[Python-Dev] Re: URL processing conformance and principles (was Re: urllib.urlopen...)

Fri Sep 17 07:39:11 CEST 2004

"Martin v. Löwis" wrote:
> > Are we in agreement on these points?
> 
> I think I have to answer "no". The % notation is not a quirk of the BNF.

That's not what I said at *all*.  The quirk of the BNF is a completely 
separate issue, and is this: BNF mandates that its terminals are integers, 
e.g. character ":" in a particular BNF-based grammar represents the value 58 
(in decimal). RFC 2396 makes use of the grammar to define the generic syntax, 
but stipulates (well, rfc2396bis clarifies that the intent was to stipulate) 
that the intent is to actually define the syntax in terms of characters, so 
the ":" in the grammar really does mean the colon character, in that spec.

So there is no disagreement there, really.

> >  -  A URL/URI consists of a finite sequence of Unicode characters;
> 
> No. An URI contains of a finite sequence of characters.

You are correct. This is stated in RFC 2396, and Martin Duerst and I pushed 
for rfc2396bis to settle upon a definition of character just to make it extra 
clear, so I should have known better.

> >  -  If given unicode, each character in the string directly represents
> >     a character in the URL/URI and needs no interpretation;
> 
> No. Only ASCII characters in the string need no interpretation. For
> non-ASCII characters, urllib needs to assume some escaping mechanism.

Err, no. Let me start over.

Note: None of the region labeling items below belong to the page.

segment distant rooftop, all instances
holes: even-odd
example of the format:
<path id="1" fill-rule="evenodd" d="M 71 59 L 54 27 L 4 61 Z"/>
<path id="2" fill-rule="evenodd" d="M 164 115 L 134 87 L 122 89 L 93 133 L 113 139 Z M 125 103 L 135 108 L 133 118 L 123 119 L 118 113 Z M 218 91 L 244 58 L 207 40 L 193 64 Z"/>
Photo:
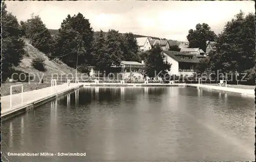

The question is: what do we do with a unicode 
object given as the 'url' argument in urllib.urlopen(), etc.?

Assumption 1:
  Resolution to absolute form and subsequent dereferencing of a
  character sequence that is intended to identify a resource,
  in order to be performed in a manner that is conformant with
  [pick one: RFC 1630, RFC 1738, RFC 1808, RFC 2396, the RFC that
  rfc2396bis will likely become, or the RFC that the IRIs draft will
  likely become], requires that the character sequence actually *be*
  [depending on which spec you chose] a URL, a URI reference, or 
  an IRI reference. Those standards do not define how to resolve &
  dereference other types of resource identifiers, be they character
  sequences or otherwise.

Assumption 2:
  The aforementioned standards unambiguously define the syntax to which a
  resource-identifying character sequence must conform in order to be
  considered a URL, a URI reference, or an IRI reference. The standards
  do not define how character sequences that do not conform to the syntax
  can be processed (but they do not forbid such processing; they just say
  that they aren't applicable to those situations).

Assumption 3:
  When an argument is given to an RFC 1808-era URL resolution function
  that is documented as requiring that the argument be [an object that
  represents] a 'URL', then the caller implicitly asserts that whatever
  object passed indeed represents a URL.

Assumption 4:
  The object passed into the function, of course, is going to manifest
  relatively concretely, as, say, a Python str or unicode object, so
  the function, if it intends to perform standards-conformant resolution,
  must behave as if it has interpreted the object as a resource-identifying
  sequence of abstract characters, and must verify somehow that the sequence
  adheres to the syntax requirements of a URL / URI ref / IRI ref. This
  verification can either be an explicit syntax check, or can be a feature
  of the conversion of the object as resource-identifying characters.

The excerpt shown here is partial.